Episode 9: Dad’s Premonition Of Love

This one is funny.

That’s about it.

A few good one-liners – I particularly like Jubei’s friend asking her dad, point blank, “Do you like high school girls?” There’s a fun scene where the ninja army from the last episode gets together to talk about what went wrong the previous night, and they try and formulate a new plan, with decidedly mixed results. Stuff like that is fun – throwing a little reality into an obviously ridiculous situation.

In this episode, the big revelation is what happens to everyone that Jubei fights. Francoise from Episode 5 returns to give Jiyu a stack of letters from the former swordsmen who are now singers and druggists, and one is a security guard at a building conservatory. All of them can find their happiness once Jubei releases them from their obligation to prove their skills against her. It’s kind of cute, though the point, of course, is to put more pressure on Jiyu Nannohanna so he can take up the sword and fight the rest of the Ryujoji clan.

And thus the wheels of the plot grind ever so fine, and loose threads the world over are woven into conclusion. But the question is there, like the writing on the wall that numbered Belshazzar’s days: why should we care? It is difficult to answer because, for the most part…we don’t.

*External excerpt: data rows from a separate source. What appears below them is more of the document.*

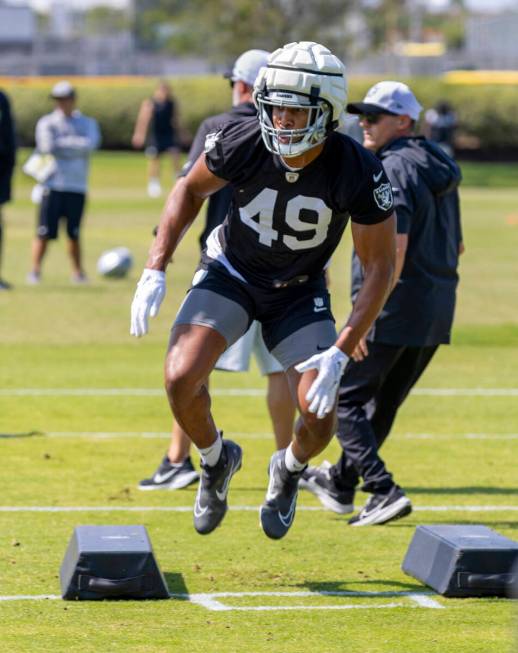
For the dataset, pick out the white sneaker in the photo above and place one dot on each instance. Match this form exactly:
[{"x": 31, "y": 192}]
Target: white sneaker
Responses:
[{"x": 154, "y": 189}]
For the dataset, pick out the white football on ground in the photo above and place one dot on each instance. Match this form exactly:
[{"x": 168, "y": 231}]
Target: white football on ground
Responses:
[{"x": 115, "y": 262}]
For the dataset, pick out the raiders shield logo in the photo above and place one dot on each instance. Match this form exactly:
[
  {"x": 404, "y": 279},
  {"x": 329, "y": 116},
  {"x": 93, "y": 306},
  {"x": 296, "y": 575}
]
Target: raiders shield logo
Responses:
[
  {"x": 383, "y": 196},
  {"x": 211, "y": 140}
]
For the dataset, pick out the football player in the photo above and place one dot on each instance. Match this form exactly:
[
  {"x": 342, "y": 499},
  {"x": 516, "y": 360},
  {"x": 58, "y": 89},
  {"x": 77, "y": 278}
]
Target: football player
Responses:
[{"x": 295, "y": 183}]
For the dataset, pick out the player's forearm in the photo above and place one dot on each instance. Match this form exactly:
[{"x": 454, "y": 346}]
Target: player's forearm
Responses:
[
  {"x": 369, "y": 302},
  {"x": 181, "y": 209}
]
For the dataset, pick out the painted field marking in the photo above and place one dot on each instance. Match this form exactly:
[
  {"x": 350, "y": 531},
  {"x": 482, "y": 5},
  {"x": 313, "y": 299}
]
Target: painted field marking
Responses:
[
  {"x": 260, "y": 435},
  {"x": 455, "y": 508},
  {"x": 232, "y": 392},
  {"x": 211, "y": 601}
]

As an audience, we have to be cognizant of two separate, not wholly unrelated things: entertainment value and quality. Entertainment value, though there can be an objective element to it, is largely subjective and emotional. If you like watching people staple their genitalia to various devices and throw them lengthwise, then to Jim Rose’s with you. If you can’t get enough of Russians getting a hold of their last chance to be happy and throwing it away on a whim, Dostoevsky is your Saturday Night Fever1.

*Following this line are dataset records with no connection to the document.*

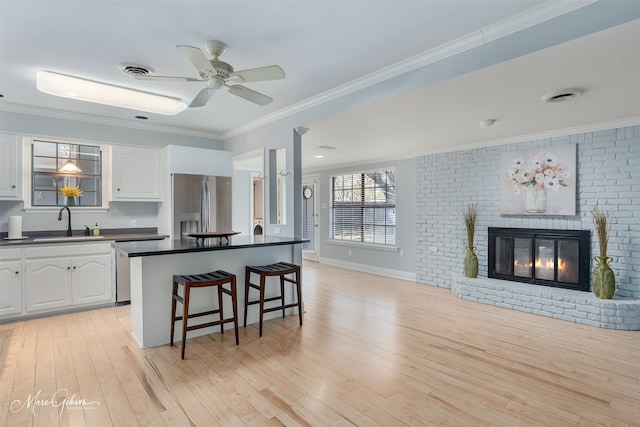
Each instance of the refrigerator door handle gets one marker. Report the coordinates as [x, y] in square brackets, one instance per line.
[205, 206]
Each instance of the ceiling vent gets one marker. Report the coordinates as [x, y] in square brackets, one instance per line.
[563, 96]
[135, 70]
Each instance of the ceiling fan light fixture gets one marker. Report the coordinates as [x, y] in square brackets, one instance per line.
[101, 93]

But quality less easily succumbs to whim. Certainly, there isn’t a specified and universal rubric for quality, but if you have enough experience with a certain medium or genre, you begin to recognize what is good and what is bad, and what is merely likeable. There are high marks for quality in anime: Cowboy Bebop, Evangelion, and Escaflowne2. Then there are those shows that you can watch, enjoy, and never think about again. They raise neither thoughts nor real emotions beyond that which can be manipulated in the moment. Outlaw Star. Tenchi (at varying degrees, in any of its incarnations). Jubei-chan is amongst these. You can watch it without stabbing yourself in the eye to blind oneself from badness/blandness. But it’s not going to convert anyone.

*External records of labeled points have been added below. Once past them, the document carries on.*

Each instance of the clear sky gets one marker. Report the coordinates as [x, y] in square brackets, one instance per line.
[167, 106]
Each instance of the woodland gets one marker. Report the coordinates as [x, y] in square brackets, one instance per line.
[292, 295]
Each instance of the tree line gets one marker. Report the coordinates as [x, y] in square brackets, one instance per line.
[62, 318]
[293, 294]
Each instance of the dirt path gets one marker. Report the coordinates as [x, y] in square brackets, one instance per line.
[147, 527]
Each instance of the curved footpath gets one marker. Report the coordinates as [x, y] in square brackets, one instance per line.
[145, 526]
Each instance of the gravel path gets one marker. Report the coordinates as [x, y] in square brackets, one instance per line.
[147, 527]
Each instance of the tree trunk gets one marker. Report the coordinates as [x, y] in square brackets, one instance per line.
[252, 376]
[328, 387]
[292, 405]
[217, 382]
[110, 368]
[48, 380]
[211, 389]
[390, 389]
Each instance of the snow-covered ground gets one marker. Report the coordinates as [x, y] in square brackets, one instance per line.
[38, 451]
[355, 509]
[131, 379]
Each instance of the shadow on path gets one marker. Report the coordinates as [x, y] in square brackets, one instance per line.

1Note the outre, hinkey, and superbly British way I spelled fever. This is what I do to raise the entertainment value here at the Goat. This is why nobody pays me for this stuff.

2Yes, I know that that list is wretchedly 90s-centric. I know that there were/are plenty of quality shows released in the 70s, 80s, and heck, even the 60s with Tezuka’s stuff. But the three shows are so-mentioned because they are readily available, and great.